«

»

Trente ans après, ils marchent encore pour l’égalité

marcheegalite

Le 15 octobre 1983, une vingtaine de jeunes de la banlieue lyonnaise entament un tour de France des quartiers pour dénoncer le racisme et les discriminations. Anciens et jeunes militants soulignent la brûlante actualité de cet acte fondateur. 

Raconter une autre histoire. Celle des marcheurs et de leur relève, les jeunes militants des quartiers d’aujourd’hui. Alors que l’on célèbre, à grand renfort médiatique, les trente ans de la Marche pour l’égalité des droits et contre le racisme, trop vite rebaptisée par les médias Marche des beurs, de nombreuses voix s’élèvent pour témoigner de son inscription dans les luttes sociales et politiques.

Tout commence le 20 juin 1983, dans le quartier des Minguettes à Vénissieux (Rhône).

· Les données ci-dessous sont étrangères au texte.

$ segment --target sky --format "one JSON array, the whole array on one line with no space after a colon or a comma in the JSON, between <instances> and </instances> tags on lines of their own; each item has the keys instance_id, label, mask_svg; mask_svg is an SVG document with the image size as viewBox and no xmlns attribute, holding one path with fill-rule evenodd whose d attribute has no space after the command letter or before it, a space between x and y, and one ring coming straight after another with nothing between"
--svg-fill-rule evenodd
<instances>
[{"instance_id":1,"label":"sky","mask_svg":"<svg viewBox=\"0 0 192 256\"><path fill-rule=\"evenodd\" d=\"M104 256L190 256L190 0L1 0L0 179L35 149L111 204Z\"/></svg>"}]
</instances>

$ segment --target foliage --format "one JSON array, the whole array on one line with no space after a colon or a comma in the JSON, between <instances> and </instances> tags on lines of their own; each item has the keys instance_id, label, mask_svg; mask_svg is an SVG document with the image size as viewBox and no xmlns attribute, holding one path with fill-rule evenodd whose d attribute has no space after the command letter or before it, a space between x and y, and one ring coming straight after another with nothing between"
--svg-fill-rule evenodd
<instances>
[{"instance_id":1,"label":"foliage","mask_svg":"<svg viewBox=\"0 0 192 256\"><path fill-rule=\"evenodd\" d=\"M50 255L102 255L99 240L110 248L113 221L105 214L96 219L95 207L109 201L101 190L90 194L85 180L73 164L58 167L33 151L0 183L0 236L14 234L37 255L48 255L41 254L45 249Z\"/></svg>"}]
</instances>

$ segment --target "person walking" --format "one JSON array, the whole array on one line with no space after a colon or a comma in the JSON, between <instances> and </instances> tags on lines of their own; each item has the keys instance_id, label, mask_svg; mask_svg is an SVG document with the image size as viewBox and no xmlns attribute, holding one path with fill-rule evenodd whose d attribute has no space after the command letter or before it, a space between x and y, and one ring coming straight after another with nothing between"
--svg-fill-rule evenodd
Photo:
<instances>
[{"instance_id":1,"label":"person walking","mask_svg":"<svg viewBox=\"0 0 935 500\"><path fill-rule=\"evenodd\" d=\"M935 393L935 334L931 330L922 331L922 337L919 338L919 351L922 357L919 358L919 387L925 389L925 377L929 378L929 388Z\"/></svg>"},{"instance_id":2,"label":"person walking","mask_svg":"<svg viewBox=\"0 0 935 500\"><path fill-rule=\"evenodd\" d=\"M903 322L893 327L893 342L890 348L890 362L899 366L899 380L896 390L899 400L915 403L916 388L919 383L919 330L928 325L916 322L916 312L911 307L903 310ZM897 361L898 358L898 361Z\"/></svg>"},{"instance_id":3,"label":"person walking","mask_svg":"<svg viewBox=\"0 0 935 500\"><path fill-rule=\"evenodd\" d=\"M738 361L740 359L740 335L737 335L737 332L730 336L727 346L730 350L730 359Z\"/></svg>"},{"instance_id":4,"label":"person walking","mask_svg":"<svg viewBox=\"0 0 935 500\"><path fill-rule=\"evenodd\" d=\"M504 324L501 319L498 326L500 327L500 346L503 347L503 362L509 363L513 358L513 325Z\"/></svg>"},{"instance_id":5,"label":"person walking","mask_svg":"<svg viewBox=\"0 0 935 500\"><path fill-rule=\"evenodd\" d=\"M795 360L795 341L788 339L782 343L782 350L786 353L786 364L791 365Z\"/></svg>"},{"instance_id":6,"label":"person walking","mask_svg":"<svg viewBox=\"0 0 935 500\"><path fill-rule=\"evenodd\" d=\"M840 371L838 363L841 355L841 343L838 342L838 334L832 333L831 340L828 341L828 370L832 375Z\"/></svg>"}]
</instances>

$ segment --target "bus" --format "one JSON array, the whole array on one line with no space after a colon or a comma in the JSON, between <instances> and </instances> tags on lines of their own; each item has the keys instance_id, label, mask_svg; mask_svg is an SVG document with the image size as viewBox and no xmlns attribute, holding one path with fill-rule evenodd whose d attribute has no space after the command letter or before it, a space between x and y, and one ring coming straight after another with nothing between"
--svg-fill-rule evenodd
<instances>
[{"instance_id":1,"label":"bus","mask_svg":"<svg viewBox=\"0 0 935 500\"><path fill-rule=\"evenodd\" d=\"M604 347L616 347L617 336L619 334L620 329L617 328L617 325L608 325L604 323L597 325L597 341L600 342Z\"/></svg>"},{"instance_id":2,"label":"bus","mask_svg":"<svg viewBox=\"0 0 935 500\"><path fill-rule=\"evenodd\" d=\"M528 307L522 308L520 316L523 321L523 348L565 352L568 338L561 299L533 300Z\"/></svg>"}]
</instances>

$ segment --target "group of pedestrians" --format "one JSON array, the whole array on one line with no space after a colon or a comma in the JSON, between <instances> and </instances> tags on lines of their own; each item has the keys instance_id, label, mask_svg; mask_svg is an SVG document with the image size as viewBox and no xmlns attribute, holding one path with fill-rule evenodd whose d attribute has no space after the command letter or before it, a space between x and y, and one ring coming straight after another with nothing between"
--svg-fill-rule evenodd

Toumi Djaïdja, jeune militant des quartiers, est pris pour cible par des policiers, alors qu’il tente de secourir un enfant attaqué par un chien d’intervention. Touché au ventre par une balle, il passe quelques jours dans le coma. À son réveil, il décide sur son lit d’hôpital de lancer, avec son collectif SOS Avenir Minguettes et des militants antiracistes de la Cimade, une marche pacifique pour stopper la spirale de violence. Cette démarche inédite met en lumière les ratonnades et autres brutalités policières impunies qui auraient provoqué, entre 1971 et 1989, la mort de 203  Maghrébins pour motif raciste.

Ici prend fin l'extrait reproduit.